Carnegie Mellon University Pioneers Innovative Framework for Effective Autonomous Learning
As children learn to ride a bike, adults can only guide them to a certain point. A large portion of developing this new skill depends on independent trial and error from the child.
After practice, and perhaps a fall or two, children eventually learn how to balance themselves, steer around obstacles, and make informed decisions about their next biking path. The adults can then send them off with confidence, knowing that their child will continually develop and improve with time.
Researchers at the Carnegie Mellon University Robotics Institute(opens in new window) are attempting to answer a cutting-edge question: Can robots independently learn tasks in a similar way?
To examine this inquiry, Ph.D. candidate Russell Mendonca and professor Deepak Pathak(opens in new window) joined forces with Emmanuel Panov, Bernadette Bucher, and Jiuguang Wang from the AI Institute(opens in new window).
In the majority of current work, robots copy behaviors or respond to human-made simulated environments in order to learn and complete tasks. The research team recognized that this is not comparable to how humans learn most of the time, and they consequently aimed to design a framework to imitate the unique trials and errors of human learning.
The team focused on three key strategies to create a reinforcement learning system for mobile robots that can learn with minimal human intervention: directing the robot toward meaningful object interactions, speeding up learning by using basic task knowledge, and creating rewards that blend human understanding with detailed observations from the robot’s environment.
The researchers used a quadruped robot for their experiment and designed four manipulation tasks to test the framework. The tasks included balancing a dustpan and broom on the floor, sweeping an object into a specified goal area, moving a chair to a table in the middle of a room, and moving a chair to a table in a corner of the room. With the help of a camera system to observe the tasks, the team could see how well the robot responded to the integrated reward system and adjusted its behaviors accordingly.

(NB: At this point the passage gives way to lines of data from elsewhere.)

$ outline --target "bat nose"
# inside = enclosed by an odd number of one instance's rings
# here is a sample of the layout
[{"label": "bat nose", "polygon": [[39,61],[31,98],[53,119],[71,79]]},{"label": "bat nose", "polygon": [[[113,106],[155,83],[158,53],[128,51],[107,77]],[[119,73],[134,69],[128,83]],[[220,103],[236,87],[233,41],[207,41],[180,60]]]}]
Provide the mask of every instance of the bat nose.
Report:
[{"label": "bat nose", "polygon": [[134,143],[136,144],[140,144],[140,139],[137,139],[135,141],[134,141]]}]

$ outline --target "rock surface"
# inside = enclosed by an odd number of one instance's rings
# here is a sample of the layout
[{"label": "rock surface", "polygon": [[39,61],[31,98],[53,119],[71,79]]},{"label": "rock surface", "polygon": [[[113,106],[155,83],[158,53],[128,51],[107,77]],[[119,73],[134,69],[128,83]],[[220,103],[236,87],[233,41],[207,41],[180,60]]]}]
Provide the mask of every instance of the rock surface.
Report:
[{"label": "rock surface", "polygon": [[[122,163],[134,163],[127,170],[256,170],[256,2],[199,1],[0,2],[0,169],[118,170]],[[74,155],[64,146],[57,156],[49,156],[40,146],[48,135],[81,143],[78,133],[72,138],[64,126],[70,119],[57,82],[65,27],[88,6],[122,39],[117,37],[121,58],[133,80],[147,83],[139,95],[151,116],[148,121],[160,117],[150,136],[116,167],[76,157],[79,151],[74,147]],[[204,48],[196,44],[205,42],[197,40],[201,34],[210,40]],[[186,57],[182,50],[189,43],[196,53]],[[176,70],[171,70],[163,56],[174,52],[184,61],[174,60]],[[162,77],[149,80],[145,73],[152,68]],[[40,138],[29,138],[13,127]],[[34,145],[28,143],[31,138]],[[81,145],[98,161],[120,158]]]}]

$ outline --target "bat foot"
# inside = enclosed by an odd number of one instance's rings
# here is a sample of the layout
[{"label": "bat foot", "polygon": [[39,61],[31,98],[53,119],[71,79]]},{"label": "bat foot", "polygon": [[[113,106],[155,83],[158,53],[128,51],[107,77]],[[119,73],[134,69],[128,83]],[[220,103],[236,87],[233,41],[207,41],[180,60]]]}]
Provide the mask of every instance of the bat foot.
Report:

Much like children learning how to ride a bike, the robot practiced each task for 8 to 10 hours at a time and continuously improved in task completion accuracy and efficiency as this time progressed. Overall, the reinforcement learning framework presented an average success rate of 80%, significantly exceeding current RL approaches in its performance.
The team’s reinforcement learning framework demonstrates that robots can independently improve their performance over time, much like children mastering a new skill. This continual improvement is a promising development, highlighting the potential for future robotic systems to be deployed in real-world scenarios where human supervision is limited. Despite the current experiments occurring in a controlled environment, the approach offers a practical pathway for enhancing the safety and efficiency of robots in multiple dynamic environments in the future.